À la suite du déploiement initial, nous avons réduit temporairement la distribution du vaccin pendant trois semaines afin d’optimiser notre usine de fabrication en Belgique. Il est important de noter que cette décision était délibérée. Nous avons choisi de ralentir la production afin d’apporter des améliorations qui nous ont permis d’augmenter notre capacité de production mondiale annuelle de 1,3 milliard à 2 milliards de doses. Réorganiser notre usine en Belgique était la bonne chose à faire : plus de vaccins sont produits, plus de pays les reçoivent, et plus de personnes sont vaccinées. Les Canadiens ont également bénéficié de ces améliorations.

La complexité de l’optimisation de notre usine de fabrication et de notre chaîne d’approvisionnement mondiale est la raison pour laquelle nous avons insisté pour que nos obligations contractuelles reflètent une distribution trimestrielle. Cette situation n’est pas propre au Canada : Pfizer s’est engagée partout dans le monde à distribuer le vaccin de façon trimestrielle.

Nous comprenons que les Canadiens veuillent savoir quand ils seront protégés contre le virus. Nous avons fait bien plus que nos obligations contractuelles initiales, de deux façons importantes, afin d’assurer la plus grande certitude possible. D’abord, nous communiquons des prévisions hebdomadaires continues dès que nous sommes certains de leur fiabilité. Aujourd’hui, le public sait à quoi il peut s’attendre jusqu’à la mi-avril. Ensuite, nous cherchons constamment à accélérer la distribution du vaccin. Les Canadiens recevront maintenant 12,750 000 millions de doses plus tôt que ce qui est exigé dans notre contrat initial.

Jusqu’à maintenant, nous avons fourni plus de 2,5 millions de doses et n’avons jamais raté une prévision hebdomadaire de distribution. Nous demeurons convaincus que nous continuerons de respecter nos prévisions à l’avenir. D’ici la fin de ce mois, nous aurons fourni 5,5 millions de doses. Au 2e trimestre, nous livrerons 12,8 millions de doses, puis 21,7 millions au 3e trimestre.
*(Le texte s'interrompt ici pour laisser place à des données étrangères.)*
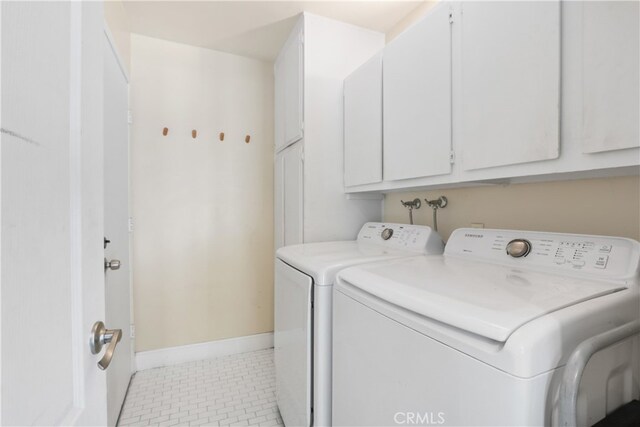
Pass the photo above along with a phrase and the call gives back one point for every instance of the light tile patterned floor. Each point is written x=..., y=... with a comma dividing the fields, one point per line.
x=226, y=391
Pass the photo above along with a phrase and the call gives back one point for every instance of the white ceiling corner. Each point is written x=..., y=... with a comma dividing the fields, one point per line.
x=255, y=29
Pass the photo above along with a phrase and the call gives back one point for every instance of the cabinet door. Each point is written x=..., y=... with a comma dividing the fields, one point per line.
x=289, y=187
x=417, y=99
x=293, y=87
x=510, y=84
x=363, y=124
x=288, y=90
x=278, y=113
x=610, y=76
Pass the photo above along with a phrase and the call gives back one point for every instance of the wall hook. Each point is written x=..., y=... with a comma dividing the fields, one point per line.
x=436, y=204
x=413, y=204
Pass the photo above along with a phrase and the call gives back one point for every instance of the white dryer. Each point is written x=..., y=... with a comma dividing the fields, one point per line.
x=304, y=277
x=480, y=335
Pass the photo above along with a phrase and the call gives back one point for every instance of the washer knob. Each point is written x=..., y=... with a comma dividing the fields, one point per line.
x=387, y=233
x=518, y=248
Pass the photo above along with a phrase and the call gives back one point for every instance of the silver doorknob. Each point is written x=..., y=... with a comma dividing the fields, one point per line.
x=101, y=336
x=114, y=264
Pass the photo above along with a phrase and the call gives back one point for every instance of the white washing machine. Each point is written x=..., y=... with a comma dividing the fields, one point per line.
x=480, y=335
x=304, y=277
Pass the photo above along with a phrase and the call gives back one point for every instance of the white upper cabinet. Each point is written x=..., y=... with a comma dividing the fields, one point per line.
x=417, y=99
x=363, y=124
x=510, y=83
x=288, y=71
x=610, y=46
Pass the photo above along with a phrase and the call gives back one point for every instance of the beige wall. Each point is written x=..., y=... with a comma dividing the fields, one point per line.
x=202, y=209
x=409, y=20
x=116, y=18
x=594, y=206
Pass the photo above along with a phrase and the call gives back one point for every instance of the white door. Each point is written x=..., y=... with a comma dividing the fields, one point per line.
x=51, y=276
x=417, y=99
x=116, y=225
x=510, y=86
x=363, y=124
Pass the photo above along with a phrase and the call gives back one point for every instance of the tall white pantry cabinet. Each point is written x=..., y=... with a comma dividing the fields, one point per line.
x=310, y=204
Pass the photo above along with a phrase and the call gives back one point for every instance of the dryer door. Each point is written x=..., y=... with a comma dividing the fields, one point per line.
x=292, y=343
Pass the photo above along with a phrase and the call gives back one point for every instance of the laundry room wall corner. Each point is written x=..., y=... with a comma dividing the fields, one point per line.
x=202, y=206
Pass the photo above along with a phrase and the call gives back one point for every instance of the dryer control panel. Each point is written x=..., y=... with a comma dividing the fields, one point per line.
x=417, y=238
x=594, y=256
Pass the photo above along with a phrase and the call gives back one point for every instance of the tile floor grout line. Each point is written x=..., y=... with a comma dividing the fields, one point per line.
x=228, y=390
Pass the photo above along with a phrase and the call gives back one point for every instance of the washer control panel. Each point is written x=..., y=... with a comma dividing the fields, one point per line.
x=401, y=236
x=599, y=256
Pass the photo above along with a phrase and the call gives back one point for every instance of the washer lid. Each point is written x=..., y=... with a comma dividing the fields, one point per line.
x=485, y=299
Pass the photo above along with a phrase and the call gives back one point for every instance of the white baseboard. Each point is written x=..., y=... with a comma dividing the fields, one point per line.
x=207, y=350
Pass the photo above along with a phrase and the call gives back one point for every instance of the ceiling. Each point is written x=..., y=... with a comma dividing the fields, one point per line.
x=253, y=28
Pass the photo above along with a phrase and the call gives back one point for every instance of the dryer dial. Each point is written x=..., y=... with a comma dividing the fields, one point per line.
x=387, y=233
x=518, y=248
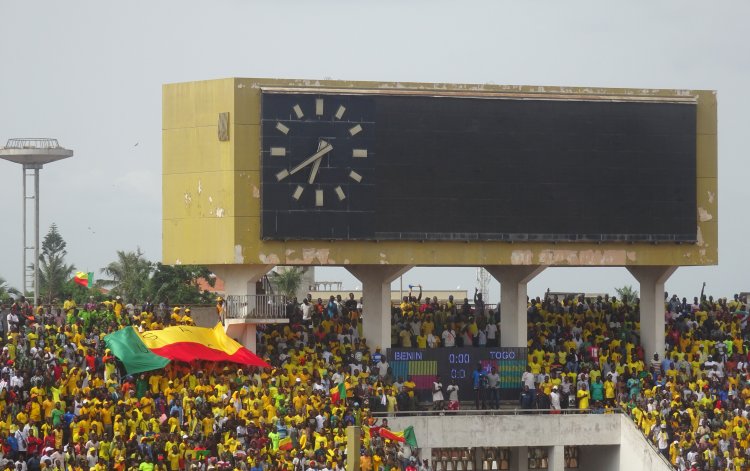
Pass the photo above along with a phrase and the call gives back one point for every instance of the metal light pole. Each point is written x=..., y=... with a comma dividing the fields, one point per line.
x=32, y=154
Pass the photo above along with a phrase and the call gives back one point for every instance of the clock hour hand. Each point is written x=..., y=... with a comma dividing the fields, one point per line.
x=328, y=148
x=316, y=165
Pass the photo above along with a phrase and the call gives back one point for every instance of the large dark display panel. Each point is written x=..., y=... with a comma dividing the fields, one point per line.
x=448, y=168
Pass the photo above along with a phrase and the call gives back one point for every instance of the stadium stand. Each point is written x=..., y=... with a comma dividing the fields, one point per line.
x=67, y=403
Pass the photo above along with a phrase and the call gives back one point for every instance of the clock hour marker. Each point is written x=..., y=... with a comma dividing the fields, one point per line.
x=282, y=175
x=282, y=128
x=297, y=192
x=340, y=193
x=298, y=111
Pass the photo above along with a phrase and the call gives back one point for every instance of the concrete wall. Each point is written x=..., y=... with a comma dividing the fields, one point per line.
x=636, y=452
x=598, y=458
x=512, y=430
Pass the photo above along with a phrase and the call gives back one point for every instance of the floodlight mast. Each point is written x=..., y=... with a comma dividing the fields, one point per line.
x=32, y=154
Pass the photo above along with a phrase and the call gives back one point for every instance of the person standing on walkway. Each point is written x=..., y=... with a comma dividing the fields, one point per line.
x=437, y=394
x=493, y=389
x=479, y=380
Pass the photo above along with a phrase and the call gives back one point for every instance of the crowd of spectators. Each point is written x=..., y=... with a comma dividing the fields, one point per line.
x=68, y=404
x=692, y=403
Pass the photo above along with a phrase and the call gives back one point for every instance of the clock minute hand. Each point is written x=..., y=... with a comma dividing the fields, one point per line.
x=312, y=159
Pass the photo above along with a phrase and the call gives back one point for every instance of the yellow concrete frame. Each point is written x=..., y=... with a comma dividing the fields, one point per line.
x=211, y=188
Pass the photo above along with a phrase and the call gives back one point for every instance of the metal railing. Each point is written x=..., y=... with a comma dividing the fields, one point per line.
x=650, y=443
x=32, y=143
x=255, y=306
x=508, y=411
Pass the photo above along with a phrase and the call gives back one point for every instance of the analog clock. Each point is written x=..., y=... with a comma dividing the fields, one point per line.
x=318, y=157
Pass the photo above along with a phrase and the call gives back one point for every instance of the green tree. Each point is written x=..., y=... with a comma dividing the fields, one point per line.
x=627, y=293
x=6, y=292
x=53, y=271
x=129, y=275
x=287, y=280
x=179, y=284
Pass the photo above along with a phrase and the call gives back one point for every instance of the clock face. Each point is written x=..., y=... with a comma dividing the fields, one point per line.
x=318, y=157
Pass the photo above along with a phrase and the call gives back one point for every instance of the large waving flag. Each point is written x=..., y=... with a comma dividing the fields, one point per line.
x=406, y=436
x=150, y=350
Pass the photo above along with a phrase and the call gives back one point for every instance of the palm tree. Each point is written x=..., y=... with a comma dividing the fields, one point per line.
x=627, y=294
x=7, y=291
x=53, y=271
x=129, y=275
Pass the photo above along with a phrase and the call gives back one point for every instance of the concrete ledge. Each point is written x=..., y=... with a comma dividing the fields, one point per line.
x=512, y=430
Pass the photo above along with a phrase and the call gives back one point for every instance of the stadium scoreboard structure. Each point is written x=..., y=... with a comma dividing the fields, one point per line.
x=459, y=364
x=295, y=172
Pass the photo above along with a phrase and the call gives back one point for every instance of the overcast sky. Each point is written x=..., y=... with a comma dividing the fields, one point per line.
x=90, y=73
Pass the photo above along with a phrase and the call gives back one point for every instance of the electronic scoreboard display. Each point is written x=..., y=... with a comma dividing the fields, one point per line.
x=421, y=366
x=341, y=166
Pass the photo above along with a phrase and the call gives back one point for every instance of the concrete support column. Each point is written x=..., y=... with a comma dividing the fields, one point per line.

D’ici la fin septembre, nous aurons fourni 40 millions de doses aux Canadiens.

Bien que nous soyons optimistes quant à ce que cela signifiera à la fin de la pandémie, nous devons également réfléchir à la façon dont nous pouvons nous préparer pour la prochaine. Il y a des pratiques exemplaires et des leçons à retenir. Nous avons une occasion unique de réfléchir posément à la situation précédant la pandémie au Canada et de travailler ensemble afin d’améliorer le secteur des sciences de la vie dans notre grand pays.

Les Canadiens ont une nouvelle appréciation de la valeur d’une industrie biopharmaceutique locale résiliente. Les efforts antérieurs visant à promouvoir le secteur des sciences de la vie ont été sapés par des politiques néfastes des gouvernements fédéraux pendant plus de dix ans. Si le Canada veut changer de cap et réussir, il doit mettre fin aux consultations unidirectionnelles et engager un véritable dialogue avec notre industrie. Nous sommes prêts à avoir cette conversation si importante et à contribuer à l’avenir du Canada.

Pour terminer, j’aimerais réitérer que ce que nous avons accompli jusqu’à maintenant est extraordinaire. Je remercie sincèrement les 46 000 participants aux essais cliniques, les centaines de chercheurs ainsi que les milliers de scientifiques, de cliniciens et de professionnels de la fabrication de Pfizer et de BioNTech, dont beaucoup ont travaillé jour et nuit, sachant que chaque moment comptait.